Hurricane Maria was then downgraded slightly to Category 4 before making landfall on Puerto Rico near the town of Yabucoa on Wednesday, September 20th with maximum sustained winds of 155 mph.
AIR said that hurricane Maria resulted in a storm surge of 6 to 9 feet in some areas and inundated the country with 12 to 18 inches of rain, with higher amounts in some locations. Marian then passed close offshore of the northeast coast of Hispaniola delivering heavy rain, Category 3 winds, and storm surge to the northern Dominican Republic.
AIR Worldwide explains some of the impacts to the Caribbean islands hit by hurricane Maria:
Islands in the Caribbean devastated by the storm, and by Hurricane Irma two weeks earlier are in the early stages of what will inevitably be a very lengthy recovery period. It is abundantly clear that this has been a major catastrophe for the region.
More than 3 million people in Puerto Rico, for example, remain without electricity, drinking water, and gas; other essentials are in short supply. Communications are challenging, with 95% of cell phone towers reportedly toppled. Many towns have been cut off by landslides, floods, or torrents of muddy water; widespread damage is reported.
As heavy precipitation continued, the dam on the Guajataca River was significantly compromised and was deemed in danger of an imminent break Friday afternoon. Some 70,000 people downstream were advised to evacuate immediately. The dam is an earthen structure built in 1929 to provide drinking water, irrigation, and power generation. It has not failed, but remains in danger of doing so.

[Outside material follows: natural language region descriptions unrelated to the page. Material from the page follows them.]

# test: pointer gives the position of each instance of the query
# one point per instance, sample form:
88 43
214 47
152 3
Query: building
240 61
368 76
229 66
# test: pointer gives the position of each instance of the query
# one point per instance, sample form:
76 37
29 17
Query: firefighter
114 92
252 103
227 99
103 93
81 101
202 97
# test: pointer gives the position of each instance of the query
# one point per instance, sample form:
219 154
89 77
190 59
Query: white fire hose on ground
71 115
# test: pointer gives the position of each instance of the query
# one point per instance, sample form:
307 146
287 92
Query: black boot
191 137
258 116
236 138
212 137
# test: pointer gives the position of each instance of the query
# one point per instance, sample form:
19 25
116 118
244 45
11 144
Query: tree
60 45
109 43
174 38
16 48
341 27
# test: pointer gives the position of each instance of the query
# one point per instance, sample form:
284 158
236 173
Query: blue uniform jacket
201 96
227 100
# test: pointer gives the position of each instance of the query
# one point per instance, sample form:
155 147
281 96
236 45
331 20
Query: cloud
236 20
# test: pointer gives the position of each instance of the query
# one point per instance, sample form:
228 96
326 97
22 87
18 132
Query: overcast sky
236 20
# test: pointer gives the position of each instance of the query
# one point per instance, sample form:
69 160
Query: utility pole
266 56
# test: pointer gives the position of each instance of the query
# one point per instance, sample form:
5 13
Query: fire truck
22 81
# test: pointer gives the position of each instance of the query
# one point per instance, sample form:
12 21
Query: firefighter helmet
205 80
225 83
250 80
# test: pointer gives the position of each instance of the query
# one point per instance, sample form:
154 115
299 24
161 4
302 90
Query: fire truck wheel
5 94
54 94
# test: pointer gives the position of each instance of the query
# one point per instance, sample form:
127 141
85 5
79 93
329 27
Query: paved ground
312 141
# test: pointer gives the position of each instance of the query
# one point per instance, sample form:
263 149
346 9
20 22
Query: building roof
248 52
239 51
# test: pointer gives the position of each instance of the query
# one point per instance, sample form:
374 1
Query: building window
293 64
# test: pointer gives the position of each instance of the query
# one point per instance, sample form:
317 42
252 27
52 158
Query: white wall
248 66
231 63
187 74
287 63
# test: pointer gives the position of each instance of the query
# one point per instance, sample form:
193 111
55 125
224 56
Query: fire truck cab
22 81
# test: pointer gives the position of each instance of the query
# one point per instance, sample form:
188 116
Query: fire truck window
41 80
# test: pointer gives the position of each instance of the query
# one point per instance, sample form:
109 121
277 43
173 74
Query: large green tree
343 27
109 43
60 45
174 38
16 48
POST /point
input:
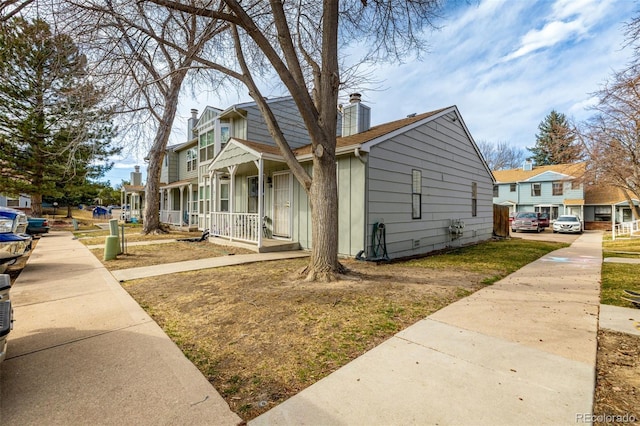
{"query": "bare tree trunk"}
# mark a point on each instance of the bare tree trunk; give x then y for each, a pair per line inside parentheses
(151, 222)
(324, 265)
(36, 205)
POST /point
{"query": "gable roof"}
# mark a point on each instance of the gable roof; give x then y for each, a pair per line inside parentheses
(604, 195)
(574, 170)
(364, 140)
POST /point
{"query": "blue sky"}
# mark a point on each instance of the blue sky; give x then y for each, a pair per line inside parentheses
(505, 64)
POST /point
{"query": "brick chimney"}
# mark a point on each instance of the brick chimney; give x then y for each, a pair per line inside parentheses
(191, 124)
(356, 117)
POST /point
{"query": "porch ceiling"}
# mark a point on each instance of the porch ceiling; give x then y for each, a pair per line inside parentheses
(179, 183)
(238, 152)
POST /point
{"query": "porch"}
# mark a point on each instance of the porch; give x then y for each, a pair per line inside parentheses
(246, 230)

AIR’s estimate is considerably higher than the insurance and reinsurance industry had expected for a Caribbean hurricane. At the lower-end of the estimate Maria’s industry loss looks set to come in at where the upper bounds of modelled impacts for Caribbean hurricanes were. At the upper-end, Maria would be right up with the worst case scenarios in the catastrophe models for Caribbean hurricane impacts to insurance and reinsurance interests.
Economic loss estimates had suggested Maria may cause somewhere up to $50 billion of damages, but this insured loss estimate would suggest that the economic cost could perhaps be as much as double that amount, or greater.

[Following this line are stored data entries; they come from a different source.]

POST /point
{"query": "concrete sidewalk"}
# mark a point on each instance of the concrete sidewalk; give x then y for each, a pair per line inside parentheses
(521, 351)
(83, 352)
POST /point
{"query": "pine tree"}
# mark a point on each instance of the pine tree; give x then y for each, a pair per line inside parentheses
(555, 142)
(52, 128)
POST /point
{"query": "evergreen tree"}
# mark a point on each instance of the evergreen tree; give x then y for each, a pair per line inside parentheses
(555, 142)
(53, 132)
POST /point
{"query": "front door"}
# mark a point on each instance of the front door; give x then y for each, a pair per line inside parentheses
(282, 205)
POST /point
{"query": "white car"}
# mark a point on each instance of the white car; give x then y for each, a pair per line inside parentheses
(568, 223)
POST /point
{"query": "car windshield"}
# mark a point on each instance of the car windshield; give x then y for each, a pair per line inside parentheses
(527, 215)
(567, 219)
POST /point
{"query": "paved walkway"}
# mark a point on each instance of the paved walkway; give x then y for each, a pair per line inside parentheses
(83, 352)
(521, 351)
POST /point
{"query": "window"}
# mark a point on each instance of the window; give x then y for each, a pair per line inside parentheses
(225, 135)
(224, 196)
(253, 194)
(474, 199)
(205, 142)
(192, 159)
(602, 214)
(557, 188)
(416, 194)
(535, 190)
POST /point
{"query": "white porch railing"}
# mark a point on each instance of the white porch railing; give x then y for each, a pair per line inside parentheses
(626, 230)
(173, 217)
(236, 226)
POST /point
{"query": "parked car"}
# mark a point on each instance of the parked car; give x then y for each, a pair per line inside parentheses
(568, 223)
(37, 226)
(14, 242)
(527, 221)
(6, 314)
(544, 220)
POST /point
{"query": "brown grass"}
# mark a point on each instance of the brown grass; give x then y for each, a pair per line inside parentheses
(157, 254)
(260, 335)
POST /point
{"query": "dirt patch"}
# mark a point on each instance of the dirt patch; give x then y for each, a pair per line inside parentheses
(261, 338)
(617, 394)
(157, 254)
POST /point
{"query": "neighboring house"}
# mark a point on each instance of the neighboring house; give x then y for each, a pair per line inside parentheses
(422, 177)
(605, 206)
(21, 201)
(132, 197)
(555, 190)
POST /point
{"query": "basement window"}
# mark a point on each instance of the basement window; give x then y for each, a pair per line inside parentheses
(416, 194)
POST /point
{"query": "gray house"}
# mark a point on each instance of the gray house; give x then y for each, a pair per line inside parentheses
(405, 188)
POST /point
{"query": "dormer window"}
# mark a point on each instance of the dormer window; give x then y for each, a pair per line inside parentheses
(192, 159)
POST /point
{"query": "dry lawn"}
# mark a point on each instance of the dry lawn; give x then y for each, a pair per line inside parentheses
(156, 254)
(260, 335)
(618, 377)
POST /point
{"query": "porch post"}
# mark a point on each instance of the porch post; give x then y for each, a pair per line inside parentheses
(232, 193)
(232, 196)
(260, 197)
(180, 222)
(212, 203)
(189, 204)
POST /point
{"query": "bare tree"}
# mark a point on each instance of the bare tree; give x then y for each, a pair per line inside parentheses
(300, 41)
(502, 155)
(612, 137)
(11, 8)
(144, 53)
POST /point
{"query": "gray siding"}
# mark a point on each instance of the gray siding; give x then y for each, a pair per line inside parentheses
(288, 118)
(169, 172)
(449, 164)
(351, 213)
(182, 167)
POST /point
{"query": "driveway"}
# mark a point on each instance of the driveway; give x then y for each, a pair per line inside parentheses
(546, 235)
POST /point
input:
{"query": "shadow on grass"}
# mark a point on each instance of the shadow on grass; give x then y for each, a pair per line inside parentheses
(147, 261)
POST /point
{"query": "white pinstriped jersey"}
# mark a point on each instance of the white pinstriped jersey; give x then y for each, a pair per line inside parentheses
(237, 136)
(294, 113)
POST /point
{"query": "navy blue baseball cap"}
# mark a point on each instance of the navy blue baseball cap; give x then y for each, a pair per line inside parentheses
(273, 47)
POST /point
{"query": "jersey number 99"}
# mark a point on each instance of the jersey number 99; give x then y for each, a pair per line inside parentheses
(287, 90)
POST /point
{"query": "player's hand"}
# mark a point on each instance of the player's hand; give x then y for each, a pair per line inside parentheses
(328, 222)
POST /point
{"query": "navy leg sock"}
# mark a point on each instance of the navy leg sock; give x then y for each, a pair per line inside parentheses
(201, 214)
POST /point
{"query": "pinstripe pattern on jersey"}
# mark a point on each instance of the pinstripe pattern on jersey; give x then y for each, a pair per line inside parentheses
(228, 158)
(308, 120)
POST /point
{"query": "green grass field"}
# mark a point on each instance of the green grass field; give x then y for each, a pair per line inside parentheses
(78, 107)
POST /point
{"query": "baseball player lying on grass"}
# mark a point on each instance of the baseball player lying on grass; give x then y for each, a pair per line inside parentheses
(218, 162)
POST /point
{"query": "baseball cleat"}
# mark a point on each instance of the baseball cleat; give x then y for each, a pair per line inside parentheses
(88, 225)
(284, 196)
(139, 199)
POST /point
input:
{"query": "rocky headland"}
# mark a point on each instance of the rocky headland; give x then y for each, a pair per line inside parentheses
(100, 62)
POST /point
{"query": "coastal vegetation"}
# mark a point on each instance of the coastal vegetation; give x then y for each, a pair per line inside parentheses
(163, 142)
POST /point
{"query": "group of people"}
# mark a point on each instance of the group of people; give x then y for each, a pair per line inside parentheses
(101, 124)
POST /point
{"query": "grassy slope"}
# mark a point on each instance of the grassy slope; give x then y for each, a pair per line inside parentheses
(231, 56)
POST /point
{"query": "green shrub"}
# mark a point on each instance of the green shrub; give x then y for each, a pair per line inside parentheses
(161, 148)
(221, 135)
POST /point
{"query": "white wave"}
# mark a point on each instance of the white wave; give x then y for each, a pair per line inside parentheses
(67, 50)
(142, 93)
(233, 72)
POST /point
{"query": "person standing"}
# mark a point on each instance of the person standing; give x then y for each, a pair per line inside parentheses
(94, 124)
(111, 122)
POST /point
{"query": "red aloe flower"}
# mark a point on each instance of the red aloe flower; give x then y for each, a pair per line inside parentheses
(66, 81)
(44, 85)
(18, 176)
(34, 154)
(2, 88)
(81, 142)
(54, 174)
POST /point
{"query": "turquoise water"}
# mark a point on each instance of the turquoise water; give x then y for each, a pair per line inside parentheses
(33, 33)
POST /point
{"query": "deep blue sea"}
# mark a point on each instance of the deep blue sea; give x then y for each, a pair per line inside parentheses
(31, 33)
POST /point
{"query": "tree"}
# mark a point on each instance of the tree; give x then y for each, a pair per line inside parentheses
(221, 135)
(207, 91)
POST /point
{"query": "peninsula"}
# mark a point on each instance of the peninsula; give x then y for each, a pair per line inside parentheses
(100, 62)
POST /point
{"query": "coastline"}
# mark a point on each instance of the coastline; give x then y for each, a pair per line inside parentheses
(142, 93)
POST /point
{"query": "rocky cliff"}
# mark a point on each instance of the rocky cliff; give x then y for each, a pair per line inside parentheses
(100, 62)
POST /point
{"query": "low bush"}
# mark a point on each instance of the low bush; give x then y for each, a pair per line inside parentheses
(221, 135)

Coming so soon after hurricanes Harvey and Irma, Maria’s loss could take the industry toll from these three storms well over $100 billion, which should be enough to put a stop to softening in some regions, although it is unlikely to be enough to cause a market-wide turn in reinsurance pricing.
AIR said that its estimates of insurance and reinsurance industry losses include estimates include insured physical property damage suffered onshore (residential, commercial, and industrial) as well as auto damage due to wind and precipitation-induced flooding; contents losses; business interruption costs; impacts to industrial facilities; and additional living expenses (ALE) for residential property claims.

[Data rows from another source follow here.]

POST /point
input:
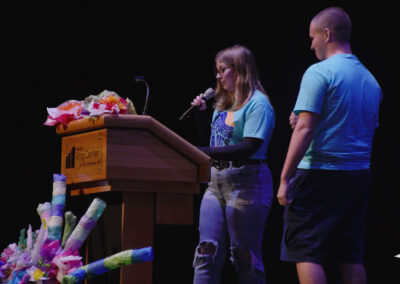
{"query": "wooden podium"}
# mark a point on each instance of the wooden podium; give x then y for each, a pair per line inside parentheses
(148, 172)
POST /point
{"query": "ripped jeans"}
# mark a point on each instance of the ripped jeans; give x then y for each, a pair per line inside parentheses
(233, 214)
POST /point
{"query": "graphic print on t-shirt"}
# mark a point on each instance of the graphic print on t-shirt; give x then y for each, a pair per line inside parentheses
(221, 133)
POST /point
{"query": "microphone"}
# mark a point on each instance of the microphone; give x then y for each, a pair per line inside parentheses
(141, 79)
(208, 94)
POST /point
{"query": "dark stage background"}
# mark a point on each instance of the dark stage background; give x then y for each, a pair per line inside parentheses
(61, 50)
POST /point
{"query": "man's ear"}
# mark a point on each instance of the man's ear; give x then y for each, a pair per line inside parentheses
(328, 35)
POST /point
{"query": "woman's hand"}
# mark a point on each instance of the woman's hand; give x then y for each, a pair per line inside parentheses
(199, 102)
(293, 120)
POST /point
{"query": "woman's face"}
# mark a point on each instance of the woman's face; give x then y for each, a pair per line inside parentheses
(226, 77)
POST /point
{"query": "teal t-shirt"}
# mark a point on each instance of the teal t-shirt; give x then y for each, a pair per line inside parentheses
(256, 119)
(347, 97)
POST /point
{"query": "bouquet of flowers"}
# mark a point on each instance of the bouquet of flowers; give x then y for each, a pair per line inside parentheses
(44, 256)
(91, 106)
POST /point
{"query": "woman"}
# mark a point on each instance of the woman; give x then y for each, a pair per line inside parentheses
(235, 206)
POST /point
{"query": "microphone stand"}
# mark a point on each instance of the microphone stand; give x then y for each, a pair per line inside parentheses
(141, 79)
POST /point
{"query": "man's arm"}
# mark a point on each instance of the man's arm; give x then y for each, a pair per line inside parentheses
(301, 138)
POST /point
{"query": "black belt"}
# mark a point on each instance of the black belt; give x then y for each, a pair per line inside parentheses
(220, 164)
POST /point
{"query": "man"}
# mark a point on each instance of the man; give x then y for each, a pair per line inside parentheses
(326, 178)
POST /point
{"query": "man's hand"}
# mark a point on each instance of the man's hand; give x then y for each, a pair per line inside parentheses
(282, 193)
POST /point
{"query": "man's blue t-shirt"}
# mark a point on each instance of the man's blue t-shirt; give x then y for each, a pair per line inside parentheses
(346, 96)
(256, 119)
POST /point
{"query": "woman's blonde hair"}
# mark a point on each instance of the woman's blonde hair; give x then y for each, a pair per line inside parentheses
(242, 61)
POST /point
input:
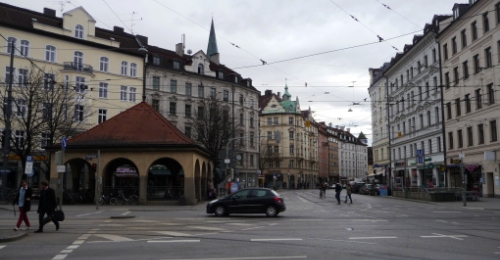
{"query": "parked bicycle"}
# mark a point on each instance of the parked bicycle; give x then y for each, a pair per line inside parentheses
(122, 199)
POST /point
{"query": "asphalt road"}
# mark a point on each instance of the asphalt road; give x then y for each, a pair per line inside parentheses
(311, 228)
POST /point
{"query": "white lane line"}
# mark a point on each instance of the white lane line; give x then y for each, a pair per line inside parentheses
(371, 237)
(247, 258)
(114, 238)
(172, 233)
(173, 241)
(300, 198)
(208, 228)
(275, 239)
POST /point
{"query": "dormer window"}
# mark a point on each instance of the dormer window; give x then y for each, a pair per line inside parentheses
(79, 31)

The estimates also include “demand surge,” the increase in the cost of labor and materials that is often observed in the aftermath of major catastrophes, which it says could be exacerbated due to the close proximity in time of the impacts of hurricanes Harvey, Irma, and Maria. Demand surge can amplify insured losses considerably and could be a significant factor here.
AIR also noted that the estimate of insurance industry losses does not include losses to infrastructure; losses from hazardous waste cleanup, vandalism, or civil commotion whether directly or indirectly caused by the event; losses to offshore properties, pleasure boats, and marine craft; losses resulting from the compromise of existing defenses (e.g., levees); and uninsured property losses.